Ground control: he says he loves you very much
Mrs Major Tom: what’s he done this time?
I was trying to throw out one of the 3 year old’s toys because he hadn’t touched it in a year.
Faced with the loss he suddenly decided his neglected toy was everything and he couldn’t live without it and totally lost his mind and…
ahh beans, he’s inherited my break up angst.
All I’m saying is if you really want someone to dance with you, you probably shouldn’t tell them to shut up.
[first day in prison]
Hey new fish what you in for?
“Killed 4 people during a game of Mario Party”
*everyone backs away slowly*
True embarrassment lies within your first email address
Accidentally deleted an invitation to join LinkedIn from a friend. I doubt I’ll ever get an opportunity like that again.

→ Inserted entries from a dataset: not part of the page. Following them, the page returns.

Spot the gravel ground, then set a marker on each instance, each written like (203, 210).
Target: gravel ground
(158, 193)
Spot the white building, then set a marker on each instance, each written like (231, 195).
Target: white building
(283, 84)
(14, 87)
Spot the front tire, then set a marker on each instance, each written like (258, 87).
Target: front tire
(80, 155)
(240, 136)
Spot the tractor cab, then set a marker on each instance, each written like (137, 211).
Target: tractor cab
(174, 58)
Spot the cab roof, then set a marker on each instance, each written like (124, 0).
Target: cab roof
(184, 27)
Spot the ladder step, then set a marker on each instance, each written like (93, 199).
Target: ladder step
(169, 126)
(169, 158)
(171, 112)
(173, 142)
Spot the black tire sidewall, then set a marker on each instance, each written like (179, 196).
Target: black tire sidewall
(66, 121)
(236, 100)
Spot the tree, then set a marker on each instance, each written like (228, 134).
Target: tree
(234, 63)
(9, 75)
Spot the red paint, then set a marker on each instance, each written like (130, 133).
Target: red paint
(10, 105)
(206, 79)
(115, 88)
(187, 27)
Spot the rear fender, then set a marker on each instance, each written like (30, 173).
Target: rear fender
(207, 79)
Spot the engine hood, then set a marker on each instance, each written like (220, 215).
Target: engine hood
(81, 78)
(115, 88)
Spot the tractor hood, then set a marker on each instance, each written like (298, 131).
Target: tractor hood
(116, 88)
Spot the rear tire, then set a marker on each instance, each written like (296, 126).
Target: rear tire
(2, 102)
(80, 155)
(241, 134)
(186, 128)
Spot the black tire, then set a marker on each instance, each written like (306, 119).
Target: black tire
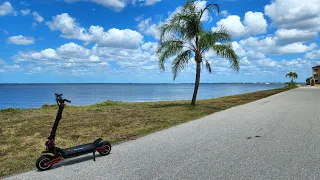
(107, 146)
(40, 162)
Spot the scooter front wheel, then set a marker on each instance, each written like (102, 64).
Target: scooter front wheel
(106, 148)
(40, 164)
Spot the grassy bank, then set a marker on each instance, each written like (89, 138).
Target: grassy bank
(23, 132)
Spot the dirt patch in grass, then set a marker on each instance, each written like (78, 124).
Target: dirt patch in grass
(23, 132)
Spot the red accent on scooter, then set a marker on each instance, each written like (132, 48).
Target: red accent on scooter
(53, 161)
(100, 149)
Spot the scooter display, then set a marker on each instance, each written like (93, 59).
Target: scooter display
(53, 154)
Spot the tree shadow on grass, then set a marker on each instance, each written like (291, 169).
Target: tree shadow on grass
(170, 105)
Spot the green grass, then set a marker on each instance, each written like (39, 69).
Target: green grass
(24, 131)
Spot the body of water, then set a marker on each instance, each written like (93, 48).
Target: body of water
(35, 95)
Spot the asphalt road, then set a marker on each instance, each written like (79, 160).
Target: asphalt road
(220, 146)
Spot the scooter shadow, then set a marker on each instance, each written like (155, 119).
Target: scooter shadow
(75, 160)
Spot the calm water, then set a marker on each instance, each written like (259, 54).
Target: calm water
(35, 95)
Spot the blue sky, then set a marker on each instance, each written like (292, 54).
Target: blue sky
(103, 41)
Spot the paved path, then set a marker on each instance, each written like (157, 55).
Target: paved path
(219, 146)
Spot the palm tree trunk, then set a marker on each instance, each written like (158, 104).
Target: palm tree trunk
(196, 85)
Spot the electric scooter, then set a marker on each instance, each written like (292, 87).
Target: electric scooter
(52, 155)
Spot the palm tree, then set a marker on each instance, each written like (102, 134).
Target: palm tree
(292, 75)
(184, 37)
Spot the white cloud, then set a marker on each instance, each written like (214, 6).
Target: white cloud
(70, 29)
(150, 2)
(295, 14)
(37, 17)
(117, 5)
(269, 45)
(14, 67)
(296, 48)
(2, 61)
(25, 12)
(313, 55)
(6, 9)
(82, 60)
(147, 27)
(254, 24)
(267, 63)
(224, 13)
(238, 49)
(294, 35)
(20, 40)
(73, 49)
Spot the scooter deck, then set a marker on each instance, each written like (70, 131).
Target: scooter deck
(80, 149)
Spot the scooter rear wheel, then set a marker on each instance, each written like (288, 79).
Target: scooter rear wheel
(107, 148)
(40, 164)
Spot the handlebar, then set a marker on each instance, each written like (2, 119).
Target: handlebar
(60, 100)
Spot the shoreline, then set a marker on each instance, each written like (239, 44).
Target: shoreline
(116, 122)
(139, 99)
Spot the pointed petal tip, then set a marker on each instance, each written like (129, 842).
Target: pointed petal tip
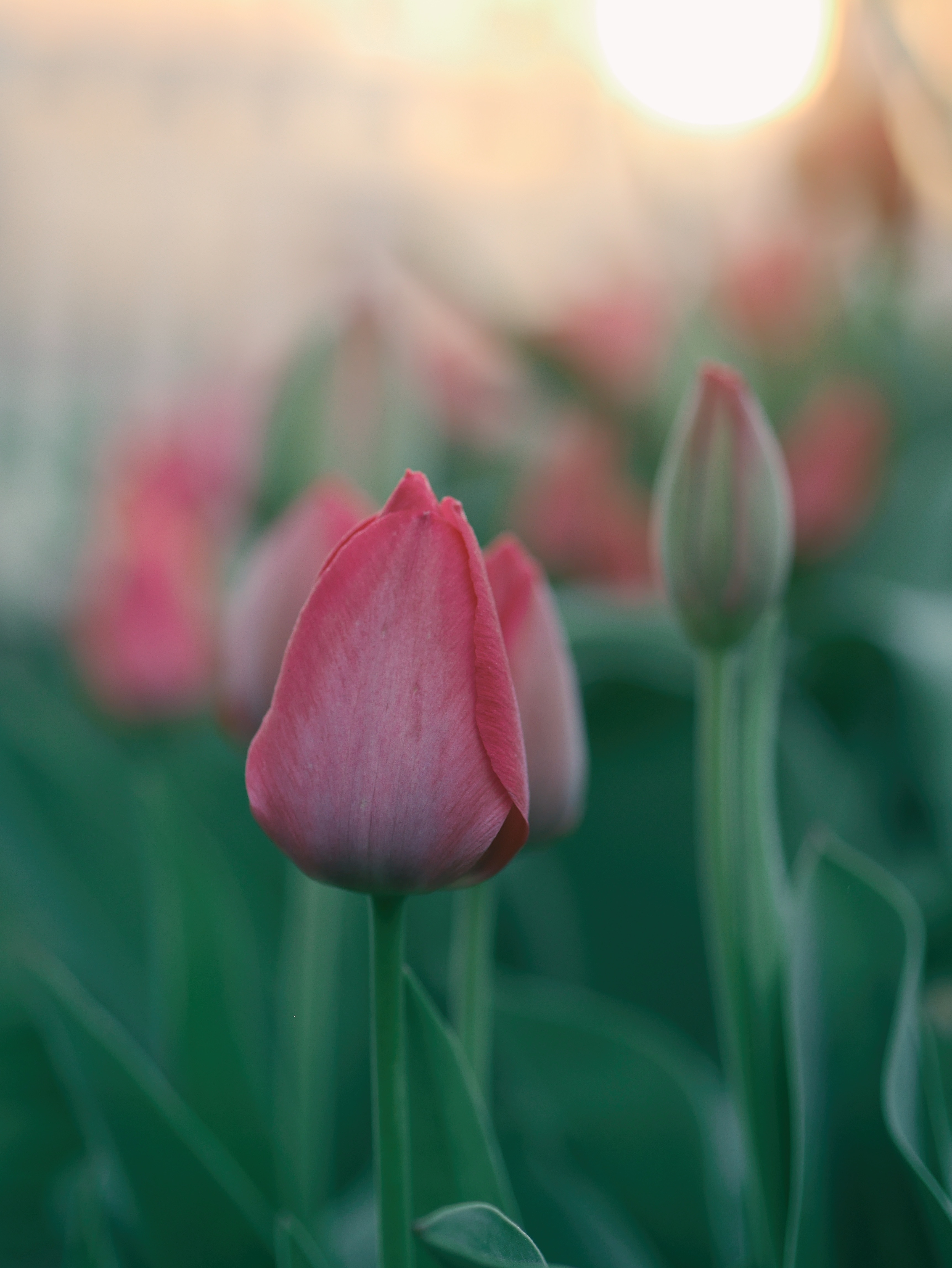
(412, 494)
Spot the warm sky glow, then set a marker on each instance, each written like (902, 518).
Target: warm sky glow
(717, 64)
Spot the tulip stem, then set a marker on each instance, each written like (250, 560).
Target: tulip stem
(390, 1057)
(473, 973)
(723, 883)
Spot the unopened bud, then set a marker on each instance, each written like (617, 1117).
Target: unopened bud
(723, 511)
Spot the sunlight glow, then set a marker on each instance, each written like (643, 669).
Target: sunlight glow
(717, 64)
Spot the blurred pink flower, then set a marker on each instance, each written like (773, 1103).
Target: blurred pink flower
(467, 374)
(144, 623)
(775, 296)
(145, 628)
(582, 517)
(618, 339)
(836, 451)
(273, 588)
(392, 756)
(547, 689)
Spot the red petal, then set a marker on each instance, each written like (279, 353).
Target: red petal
(547, 689)
(380, 765)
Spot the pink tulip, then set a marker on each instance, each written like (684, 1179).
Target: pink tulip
(836, 452)
(392, 756)
(618, 339)
(144, 620)
(279, 575)
(775, 296)
(547, 689)
(144, 631)
(582, 518)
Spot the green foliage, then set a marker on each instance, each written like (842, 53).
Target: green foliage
(476, 1235)
(633, 1108)
(864, 1192)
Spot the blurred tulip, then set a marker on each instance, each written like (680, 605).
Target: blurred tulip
(470, 380)
(723, 517)
(774, 296)
(582, 518)
(392, 756)
(836, 451)
(617, 340)
(276, 583)
(145, 626)
(547, 689)
(144, 620)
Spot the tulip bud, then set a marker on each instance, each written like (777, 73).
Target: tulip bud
(836, 451)
(277, 580)
(392, 757)
(723, 519)
(547, 689)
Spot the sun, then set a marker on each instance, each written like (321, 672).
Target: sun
(717, 64)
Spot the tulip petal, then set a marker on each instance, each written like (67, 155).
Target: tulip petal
(278, 577)
(371, 769)
(547, 689)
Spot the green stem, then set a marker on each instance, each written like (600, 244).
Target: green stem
(764, 925)
(473, 974)
(391, 1116)
(308, 987)
(721, 873)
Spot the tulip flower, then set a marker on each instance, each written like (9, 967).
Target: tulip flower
(617, 340)
(278, 577)
(723, 518)
(144, 620)
(547, 689)
(775, 296)
(392, 757)
(836, 451)
(582, 518)
(144, 627)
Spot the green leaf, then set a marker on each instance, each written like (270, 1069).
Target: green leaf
(571, 1218)
(174, 1185)
(308, 991)
(70, 860)
(863, 1191)
(476, 1235)
(89, 1243)
(39, 1138)
(639, 1113)
(211, 1015)
(293, 1245)
(456, 1156)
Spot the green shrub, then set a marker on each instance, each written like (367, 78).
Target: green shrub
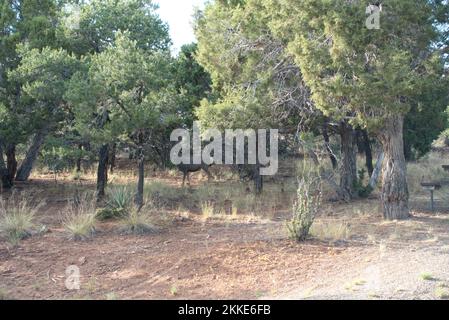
(137, 222)
(363, 191)
(305, 208)
(119, 203)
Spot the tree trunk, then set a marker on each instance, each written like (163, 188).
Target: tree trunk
(395, 194)
(113, 157)
(102, 171)
(377, 170)
(6, 182)
(141, 181)
(258, 180)
(11, 162)
(78, 161)
(257, 177)
(328, 147)
(348, 167)
(26, 167)
(368, 152)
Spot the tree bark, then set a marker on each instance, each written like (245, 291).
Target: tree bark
(328, 147)
(395, 193)
(348, 167)
(141, 181)
(78, 161)
(26, 167)
(258, 180)
(113, 157)
(102, 171)
(4, 174)
(11, 162)
(377, 170)
(368, 152)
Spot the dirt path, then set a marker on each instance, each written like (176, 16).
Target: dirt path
(244, 259)
(402, 266)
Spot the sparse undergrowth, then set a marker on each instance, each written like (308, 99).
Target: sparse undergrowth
(138, 223)
(17, 218)
(118, 204)
(80, 221)
(331, 231)
(306, 207)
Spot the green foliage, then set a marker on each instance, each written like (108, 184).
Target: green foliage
(306, 207)
(351, 70)
(360, 187)
(57, 155)
(250, 69)
(93, 26)
(119, 203)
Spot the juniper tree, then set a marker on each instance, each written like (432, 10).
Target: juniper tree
(256, 84)
(367, 77)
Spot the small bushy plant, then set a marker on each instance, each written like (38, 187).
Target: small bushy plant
(306, 206)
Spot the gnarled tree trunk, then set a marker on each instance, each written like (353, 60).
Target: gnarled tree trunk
(26, 167)
(368, 152)
(102, 171)
(348, 166)
(141, 181)
(395, 194)
(4, 175)
(328, 147)
(11, 162)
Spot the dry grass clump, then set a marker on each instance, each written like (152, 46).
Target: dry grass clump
(138, 222)
(331, 230)
(80, 220)
(17, 217)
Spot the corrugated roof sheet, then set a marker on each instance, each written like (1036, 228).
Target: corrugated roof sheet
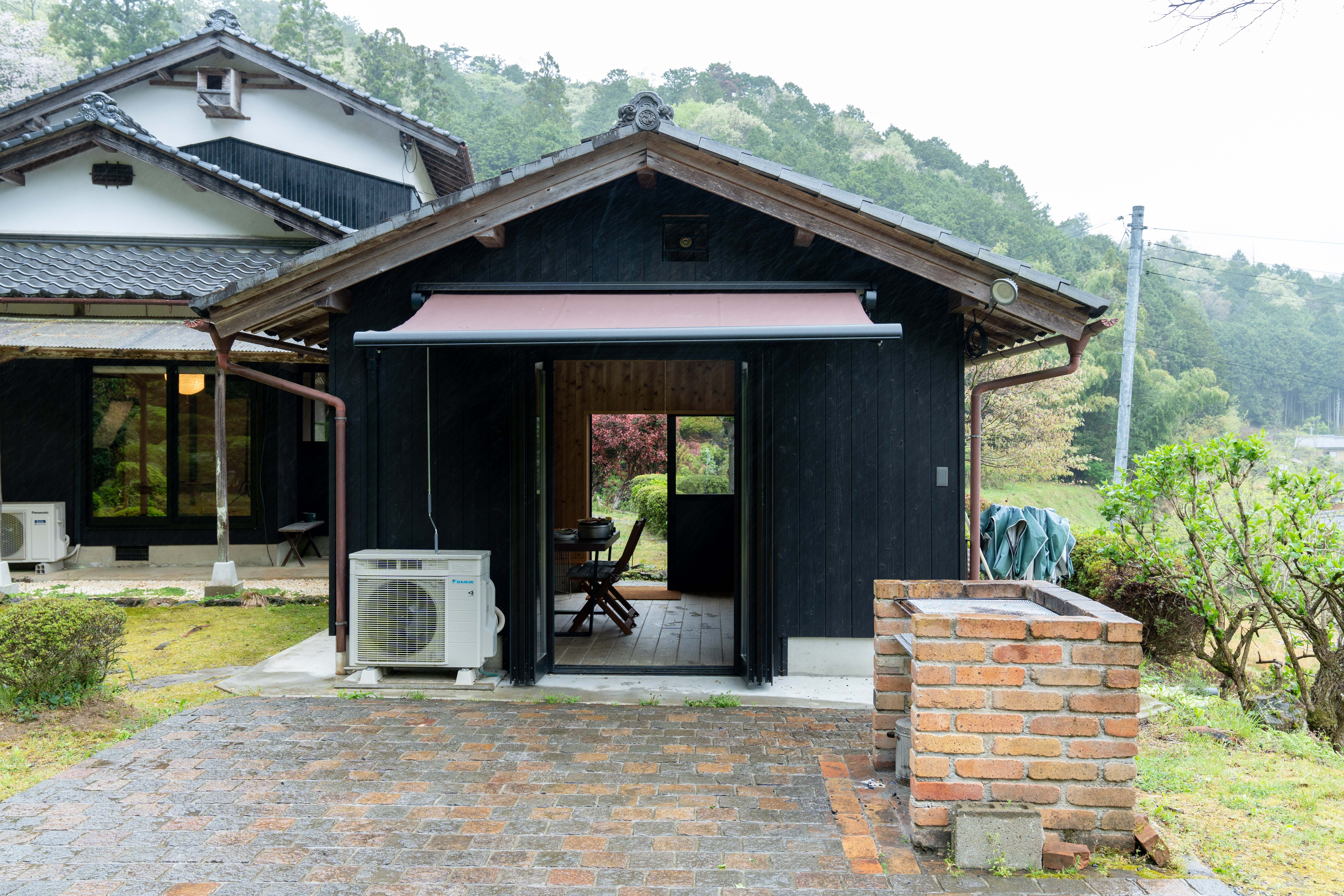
(127, 272)
(111, 334)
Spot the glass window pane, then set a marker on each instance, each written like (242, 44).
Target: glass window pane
(197, 443)
(130, 443)
(705, 455)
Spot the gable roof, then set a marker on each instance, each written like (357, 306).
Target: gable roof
(447, 158)
(283, 300)
(103, 124)
(97, 266)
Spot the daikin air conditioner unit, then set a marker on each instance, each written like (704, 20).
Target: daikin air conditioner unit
(421, 609)
(34, 533)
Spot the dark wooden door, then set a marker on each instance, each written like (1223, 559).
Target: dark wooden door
(702, 549)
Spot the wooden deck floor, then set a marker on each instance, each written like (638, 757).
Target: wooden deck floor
(693, 632)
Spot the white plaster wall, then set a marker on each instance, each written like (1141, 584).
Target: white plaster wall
(303, 123)
(62, 199)
(831, 658)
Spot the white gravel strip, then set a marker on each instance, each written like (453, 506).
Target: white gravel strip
(195, 589)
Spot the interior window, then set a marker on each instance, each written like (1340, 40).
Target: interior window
(130, 441)
(154, 443)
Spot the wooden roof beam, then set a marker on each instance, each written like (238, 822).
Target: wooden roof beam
(109, 81)
(400, 245)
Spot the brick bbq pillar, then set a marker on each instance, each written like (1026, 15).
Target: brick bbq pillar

My rapper alter ego is “lil green onion” because I’m a rapscallion
I wore red lipstick today and my 4 year old, while wearing his underpants inside out, boldly informed me that I look like the Joker
I don’t hold a grudge. I need both hands free for the chainsaw.
Boss: I need you to come into work at 7 instead of 9 tomorrow.
Me: Can’t.
Boss: Why?
Me: I’ll be asleep until 8:30.
Dracula’s wife: You’ve got a little smudge on your chin.
Dracula: Vhere? Here?
Dracula’s wife: No, a little to the left.
Dracula: Here?
Dracula’s wife: No, a bit to the right. You know what? Just go look in the mi..
Dracula: LOOK INTO WHAT, MARTHA??
A fun thing to do when someone shows you a picture of their new baby is to look confused and just say “I don’t get it?”
In a hotel room. The dog’s growling and whimpering. My wife’s worried the neighbours will think we’re having sex.
Non violent offenders should be given community service & bangs
Carl: So hot today.
Me: Tell me something I don’t know.
Carl: During WW II, Americans tried to train bats to drop bombs.
Me: Fair enough.
My mind: Age is just a number!
My lower back: Lolololololol
Being grown up is simply knowing that body wash is different from hand soap but the same as bar soap but shampoo is different from body wash and bar soap is not for your hair and we don’t put body wash or shampoo next to the sink or hand soap in the shower
bartender: the usual?
me: you know it
bartender: [throws me thru window]
Benedict Cumberbatch sounds like the fake name someone called Ben would give when he realised halfway through that giving his real name would be a bad idea.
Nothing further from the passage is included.